# Vintage Yamaha Red Label



## BeeJayKay (Apr 1, 2021)

Hello, thank you for the look and your responses in advance.

It's breaking my heart but I have to sell my uncle's guitars. This one was his favorite acoustic.

Yahama, FG-180 Nippon Gakki, red label made in Japan with the original case. He bought it new in 1970.

I realize this is a sought-after guitar at about $500 but do you have an opinion on how to price it, considering its "well-loved" condition.

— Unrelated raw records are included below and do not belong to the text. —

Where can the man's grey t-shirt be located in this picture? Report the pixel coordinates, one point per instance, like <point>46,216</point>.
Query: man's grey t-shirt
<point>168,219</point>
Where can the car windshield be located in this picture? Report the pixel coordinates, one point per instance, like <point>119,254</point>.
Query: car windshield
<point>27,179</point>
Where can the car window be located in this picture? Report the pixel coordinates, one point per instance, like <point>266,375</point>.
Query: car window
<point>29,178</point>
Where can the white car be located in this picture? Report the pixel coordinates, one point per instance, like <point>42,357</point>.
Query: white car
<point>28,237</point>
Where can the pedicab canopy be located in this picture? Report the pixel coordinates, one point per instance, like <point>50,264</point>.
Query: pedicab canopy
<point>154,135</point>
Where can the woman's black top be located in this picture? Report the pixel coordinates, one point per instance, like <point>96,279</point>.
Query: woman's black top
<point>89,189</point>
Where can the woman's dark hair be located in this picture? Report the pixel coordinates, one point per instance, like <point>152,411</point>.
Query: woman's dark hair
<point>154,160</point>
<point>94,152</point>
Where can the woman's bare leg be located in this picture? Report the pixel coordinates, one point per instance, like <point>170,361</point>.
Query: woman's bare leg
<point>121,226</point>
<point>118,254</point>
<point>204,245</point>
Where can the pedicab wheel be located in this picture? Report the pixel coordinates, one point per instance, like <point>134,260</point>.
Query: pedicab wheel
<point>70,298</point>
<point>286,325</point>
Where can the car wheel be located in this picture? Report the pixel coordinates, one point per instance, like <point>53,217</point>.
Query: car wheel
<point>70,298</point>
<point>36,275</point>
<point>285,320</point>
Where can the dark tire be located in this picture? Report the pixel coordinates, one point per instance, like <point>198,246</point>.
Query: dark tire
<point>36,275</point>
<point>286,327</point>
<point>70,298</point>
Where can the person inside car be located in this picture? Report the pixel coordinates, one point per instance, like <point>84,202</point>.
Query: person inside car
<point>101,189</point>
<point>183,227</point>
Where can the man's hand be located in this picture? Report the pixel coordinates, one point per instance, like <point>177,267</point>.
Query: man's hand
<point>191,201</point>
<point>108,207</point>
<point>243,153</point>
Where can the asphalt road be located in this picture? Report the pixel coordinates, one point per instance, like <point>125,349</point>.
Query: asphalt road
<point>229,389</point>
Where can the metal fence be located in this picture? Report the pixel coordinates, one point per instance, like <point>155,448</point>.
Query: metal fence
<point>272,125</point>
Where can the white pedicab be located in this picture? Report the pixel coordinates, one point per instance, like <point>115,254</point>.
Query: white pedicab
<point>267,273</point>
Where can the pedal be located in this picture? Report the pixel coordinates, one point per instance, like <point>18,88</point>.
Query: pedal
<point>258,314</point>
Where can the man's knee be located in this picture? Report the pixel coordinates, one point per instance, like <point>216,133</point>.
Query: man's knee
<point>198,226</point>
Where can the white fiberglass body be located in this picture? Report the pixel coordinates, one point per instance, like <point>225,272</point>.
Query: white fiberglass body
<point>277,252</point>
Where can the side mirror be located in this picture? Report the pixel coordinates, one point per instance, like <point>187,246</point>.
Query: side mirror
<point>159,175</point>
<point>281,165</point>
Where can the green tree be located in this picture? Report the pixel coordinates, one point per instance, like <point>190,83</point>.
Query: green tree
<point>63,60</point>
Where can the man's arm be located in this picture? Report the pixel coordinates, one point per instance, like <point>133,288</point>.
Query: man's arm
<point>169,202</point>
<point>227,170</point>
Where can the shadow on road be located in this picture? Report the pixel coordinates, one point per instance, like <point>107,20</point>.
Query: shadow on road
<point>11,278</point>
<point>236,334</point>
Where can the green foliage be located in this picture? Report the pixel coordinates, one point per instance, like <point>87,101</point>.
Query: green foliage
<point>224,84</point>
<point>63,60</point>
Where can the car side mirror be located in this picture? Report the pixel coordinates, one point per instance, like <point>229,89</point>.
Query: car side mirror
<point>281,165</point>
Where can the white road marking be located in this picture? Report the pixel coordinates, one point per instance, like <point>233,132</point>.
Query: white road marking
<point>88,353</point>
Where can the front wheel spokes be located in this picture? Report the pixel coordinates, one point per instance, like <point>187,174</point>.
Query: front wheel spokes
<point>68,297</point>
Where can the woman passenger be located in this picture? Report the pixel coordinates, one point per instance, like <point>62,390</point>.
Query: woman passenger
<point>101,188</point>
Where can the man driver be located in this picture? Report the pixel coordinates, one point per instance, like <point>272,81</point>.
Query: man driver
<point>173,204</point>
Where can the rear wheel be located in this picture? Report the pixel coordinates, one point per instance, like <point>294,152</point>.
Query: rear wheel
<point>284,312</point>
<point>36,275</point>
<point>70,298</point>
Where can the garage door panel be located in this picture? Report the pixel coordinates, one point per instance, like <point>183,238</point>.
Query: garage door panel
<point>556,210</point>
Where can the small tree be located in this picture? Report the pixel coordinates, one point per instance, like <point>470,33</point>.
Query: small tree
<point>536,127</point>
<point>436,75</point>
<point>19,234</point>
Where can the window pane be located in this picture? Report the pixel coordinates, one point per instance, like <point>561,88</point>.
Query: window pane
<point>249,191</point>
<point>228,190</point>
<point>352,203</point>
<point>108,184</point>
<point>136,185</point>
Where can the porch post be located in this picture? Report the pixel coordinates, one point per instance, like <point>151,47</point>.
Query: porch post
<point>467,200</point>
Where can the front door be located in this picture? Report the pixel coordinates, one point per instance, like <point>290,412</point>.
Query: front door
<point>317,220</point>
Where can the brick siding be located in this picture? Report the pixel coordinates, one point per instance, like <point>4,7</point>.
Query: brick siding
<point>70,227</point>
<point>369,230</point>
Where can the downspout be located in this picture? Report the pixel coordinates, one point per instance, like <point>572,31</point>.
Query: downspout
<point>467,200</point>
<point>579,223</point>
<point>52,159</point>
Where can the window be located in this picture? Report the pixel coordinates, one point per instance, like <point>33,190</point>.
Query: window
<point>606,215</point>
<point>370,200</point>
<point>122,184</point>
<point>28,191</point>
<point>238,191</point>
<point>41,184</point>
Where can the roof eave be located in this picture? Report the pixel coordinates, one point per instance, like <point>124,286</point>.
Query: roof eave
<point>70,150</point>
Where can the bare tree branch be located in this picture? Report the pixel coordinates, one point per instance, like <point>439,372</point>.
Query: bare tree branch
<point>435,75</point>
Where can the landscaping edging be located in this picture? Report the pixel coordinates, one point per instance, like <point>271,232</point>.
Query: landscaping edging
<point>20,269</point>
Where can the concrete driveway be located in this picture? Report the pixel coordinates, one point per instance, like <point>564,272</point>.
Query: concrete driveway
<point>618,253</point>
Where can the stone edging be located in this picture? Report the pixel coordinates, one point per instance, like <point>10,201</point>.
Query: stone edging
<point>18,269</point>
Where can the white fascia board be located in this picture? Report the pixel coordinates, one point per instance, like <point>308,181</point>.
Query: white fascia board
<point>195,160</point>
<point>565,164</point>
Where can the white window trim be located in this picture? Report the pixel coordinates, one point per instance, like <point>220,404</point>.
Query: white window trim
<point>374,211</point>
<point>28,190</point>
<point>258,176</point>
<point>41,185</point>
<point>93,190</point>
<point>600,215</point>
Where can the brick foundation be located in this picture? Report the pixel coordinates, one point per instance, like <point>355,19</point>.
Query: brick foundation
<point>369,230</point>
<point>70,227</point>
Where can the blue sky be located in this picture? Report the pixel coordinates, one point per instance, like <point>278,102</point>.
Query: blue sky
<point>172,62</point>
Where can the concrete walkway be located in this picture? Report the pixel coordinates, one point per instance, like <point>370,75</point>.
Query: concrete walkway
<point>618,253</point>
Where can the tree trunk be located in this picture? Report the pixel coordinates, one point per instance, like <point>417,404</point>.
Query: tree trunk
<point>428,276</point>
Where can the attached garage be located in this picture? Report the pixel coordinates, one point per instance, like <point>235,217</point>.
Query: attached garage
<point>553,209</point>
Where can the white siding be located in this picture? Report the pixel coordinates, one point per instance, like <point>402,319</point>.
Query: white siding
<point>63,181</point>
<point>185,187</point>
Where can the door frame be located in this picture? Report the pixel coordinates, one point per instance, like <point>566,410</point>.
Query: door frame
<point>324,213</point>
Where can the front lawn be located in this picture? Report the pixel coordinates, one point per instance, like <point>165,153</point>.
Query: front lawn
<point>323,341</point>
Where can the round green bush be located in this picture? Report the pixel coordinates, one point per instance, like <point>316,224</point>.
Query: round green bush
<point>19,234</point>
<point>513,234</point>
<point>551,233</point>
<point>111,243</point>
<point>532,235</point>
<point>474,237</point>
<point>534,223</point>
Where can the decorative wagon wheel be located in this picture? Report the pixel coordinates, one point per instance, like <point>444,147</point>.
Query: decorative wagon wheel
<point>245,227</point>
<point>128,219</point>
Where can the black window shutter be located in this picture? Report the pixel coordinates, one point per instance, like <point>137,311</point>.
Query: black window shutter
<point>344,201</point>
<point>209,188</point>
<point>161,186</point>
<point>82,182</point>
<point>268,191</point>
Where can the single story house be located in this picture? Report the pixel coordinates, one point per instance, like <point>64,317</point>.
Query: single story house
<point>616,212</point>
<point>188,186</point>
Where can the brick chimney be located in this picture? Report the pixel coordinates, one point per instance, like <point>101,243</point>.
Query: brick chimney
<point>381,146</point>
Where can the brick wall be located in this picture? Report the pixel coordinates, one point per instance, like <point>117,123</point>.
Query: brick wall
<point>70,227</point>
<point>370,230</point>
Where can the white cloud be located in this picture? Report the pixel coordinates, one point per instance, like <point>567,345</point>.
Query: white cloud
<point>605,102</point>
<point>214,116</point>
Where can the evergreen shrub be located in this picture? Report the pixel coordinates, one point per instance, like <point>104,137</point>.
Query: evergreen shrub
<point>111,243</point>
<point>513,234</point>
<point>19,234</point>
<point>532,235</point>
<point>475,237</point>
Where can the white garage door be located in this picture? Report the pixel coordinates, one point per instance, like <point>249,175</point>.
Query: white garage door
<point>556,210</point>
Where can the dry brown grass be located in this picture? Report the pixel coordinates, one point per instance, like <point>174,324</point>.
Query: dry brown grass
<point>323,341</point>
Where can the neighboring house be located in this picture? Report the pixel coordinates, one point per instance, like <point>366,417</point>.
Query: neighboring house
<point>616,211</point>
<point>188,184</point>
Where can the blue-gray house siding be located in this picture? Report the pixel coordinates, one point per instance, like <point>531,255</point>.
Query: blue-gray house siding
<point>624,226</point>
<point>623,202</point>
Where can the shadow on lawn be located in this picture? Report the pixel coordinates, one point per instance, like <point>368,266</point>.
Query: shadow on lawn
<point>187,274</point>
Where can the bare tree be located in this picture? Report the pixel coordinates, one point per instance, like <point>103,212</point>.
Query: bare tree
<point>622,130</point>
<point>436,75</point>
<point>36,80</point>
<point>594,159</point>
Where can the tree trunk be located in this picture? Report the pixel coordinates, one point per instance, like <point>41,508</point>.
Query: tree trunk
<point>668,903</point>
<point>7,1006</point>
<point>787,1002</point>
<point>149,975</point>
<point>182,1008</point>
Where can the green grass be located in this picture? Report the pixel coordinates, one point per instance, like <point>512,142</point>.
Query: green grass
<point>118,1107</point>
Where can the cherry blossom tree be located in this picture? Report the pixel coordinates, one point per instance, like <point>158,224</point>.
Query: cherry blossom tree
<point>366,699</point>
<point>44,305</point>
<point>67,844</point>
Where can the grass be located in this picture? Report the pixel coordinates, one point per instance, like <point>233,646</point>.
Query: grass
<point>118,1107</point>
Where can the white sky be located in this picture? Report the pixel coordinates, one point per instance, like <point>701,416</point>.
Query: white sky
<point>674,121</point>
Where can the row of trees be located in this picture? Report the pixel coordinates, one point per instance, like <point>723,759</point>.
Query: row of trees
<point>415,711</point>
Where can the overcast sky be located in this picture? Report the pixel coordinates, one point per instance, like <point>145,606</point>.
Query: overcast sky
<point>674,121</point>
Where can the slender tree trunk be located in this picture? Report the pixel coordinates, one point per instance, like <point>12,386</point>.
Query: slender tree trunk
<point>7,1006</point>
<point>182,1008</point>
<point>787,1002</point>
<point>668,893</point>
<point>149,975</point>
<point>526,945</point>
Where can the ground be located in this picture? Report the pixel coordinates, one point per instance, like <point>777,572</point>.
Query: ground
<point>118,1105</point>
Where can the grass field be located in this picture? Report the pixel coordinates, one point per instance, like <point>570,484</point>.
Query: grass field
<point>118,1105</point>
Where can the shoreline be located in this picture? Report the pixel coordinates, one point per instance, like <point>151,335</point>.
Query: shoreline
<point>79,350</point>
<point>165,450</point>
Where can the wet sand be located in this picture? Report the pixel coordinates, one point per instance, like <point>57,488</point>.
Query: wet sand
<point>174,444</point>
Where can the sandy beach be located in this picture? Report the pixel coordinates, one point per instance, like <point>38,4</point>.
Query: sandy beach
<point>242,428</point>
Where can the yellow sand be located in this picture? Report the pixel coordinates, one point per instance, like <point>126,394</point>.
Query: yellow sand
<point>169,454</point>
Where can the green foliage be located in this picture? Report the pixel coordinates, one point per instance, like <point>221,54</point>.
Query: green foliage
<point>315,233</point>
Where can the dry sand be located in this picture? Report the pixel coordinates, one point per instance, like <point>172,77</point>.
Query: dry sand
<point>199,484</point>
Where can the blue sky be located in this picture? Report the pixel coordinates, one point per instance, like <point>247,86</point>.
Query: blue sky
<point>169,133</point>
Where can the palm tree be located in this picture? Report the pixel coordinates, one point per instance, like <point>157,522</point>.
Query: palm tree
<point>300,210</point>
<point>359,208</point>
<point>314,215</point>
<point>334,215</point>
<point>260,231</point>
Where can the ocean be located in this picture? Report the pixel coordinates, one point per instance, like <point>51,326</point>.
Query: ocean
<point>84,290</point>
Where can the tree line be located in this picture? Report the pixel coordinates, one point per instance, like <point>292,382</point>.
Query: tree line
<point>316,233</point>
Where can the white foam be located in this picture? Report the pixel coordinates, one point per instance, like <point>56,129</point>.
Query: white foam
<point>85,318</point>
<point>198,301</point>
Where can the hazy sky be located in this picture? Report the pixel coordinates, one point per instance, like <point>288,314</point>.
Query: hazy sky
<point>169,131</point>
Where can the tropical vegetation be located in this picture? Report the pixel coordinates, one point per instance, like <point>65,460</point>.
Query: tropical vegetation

Neck is straight and frets are good, still in tune! He maintained his guitars - he was a pro musician.


----------



## laristotle (Aug 29, 2019)

Red label Yami's go through a phase of when they're sought after.
I sold the same model, in much better condition, a few years back for $380.
Not Nippon Gakki mind you.


----------



## BeeJayKay (Apr 1, 2021)

Gotcha,,, thanks for that! I've thought nobody wants my uncle's fav guitar but then I don't know!! lol Cheers! Brenda


----------



## greco (Jul 15, 2007)

Brenda, as you are in Ottawa, you might want to consider contacting Jerome (@zztomato ...a regular contributor to this forum, a highly respected luthier and located in the Glebe. (Glebe Guitar Repairs | Providing professional guitar repair and luthier services in Ottawa, Gatineau, and the surrounding areas.)
Possibly your uncles guitar needs a setup (i.e., a bit of TLC, some new strings, etc.) to bring out it's best and make it irresistible to a potential buyer. I have had two Japanese red label guitars and they are wonderful instruments. 
Yamaha reissued some of the red label models a few years back...possibly you are aware of that.
Good Luck!


----------



## BeeJayKay (Apr 1, 2021)

Thank you for the lead Greco! I appreciate it and I'll look Jerome up!
I'll also be selling his 1970 Univox bass, his Baldwin Banjo, Fender Amp, sound boards, peddles, drums machines, speakers, mics and stands and on and on.


----------



## greco (Jul 15, 2007)

BeeJayKay said:


> I'll also be selling his 1970 Univox bass, his Baldwin Banjo, Fender Amp, sound boards, peddles, drums machines, speakers, mics and stands and on and on.


You might want to consider advertising those items here in the forum. There are many long term forumites in Ottawa, making for an enthusiastic and knowledgeable audience and an active buying community.


----------



## BeeJayKay (Apr 1, 2021)

I've only just joined as so haven't found where best to advertise yet. Thank you! I'll take your advice. Best, Brenda


----------



## knight_yyz (Mar 14, 2015)

Reverb has a few in much better condition in the1k range, red label Nippon Gakki









Gear | Reverb


Reverb is a marketplace bringing together a wide-spanning community to buy, sell, and discuss all things music gear.




reverb.com


----------



## GuitarT (Nov 23, 2010)

Red Label Yamaha's are somewhat sought after but the last two I've seen on the used market went for a lot less than $500.


----------



## ga20t (Jul 22, 2010)

I bought mine (Red Label, MIJ @ Nippon-Gakki) for $225 with case, passed on another for $325, have seen a few asking $400 since. Are you sure _this_ is something you want to let go of, presuming the neck set is good etc.?


----------



## GuitarT (Nov 23, 2010)

ga20t said:


> I bought mine (Red Label, MIJ @ Nippon-Gakki) for $225 with case, passed on another for $325, have seen a few asking $400 since. Are you sure _this_ is something you want to let go of, presuming the neck set is good etc.?


I'd agree, I'd hold on to it as quite honestly in that condition I can't see it going for more than $200-$225 if that.


----------



## OldGuitarPlayer (Feb 25, 2013)

If you're in Ottawa I would suggest putting all those instruments on consignment at Space Man Music at Gladstone & Bank St. They will be able to help you with prices and will take a 20% fee from the sales of the instruments. Best of luck!


----------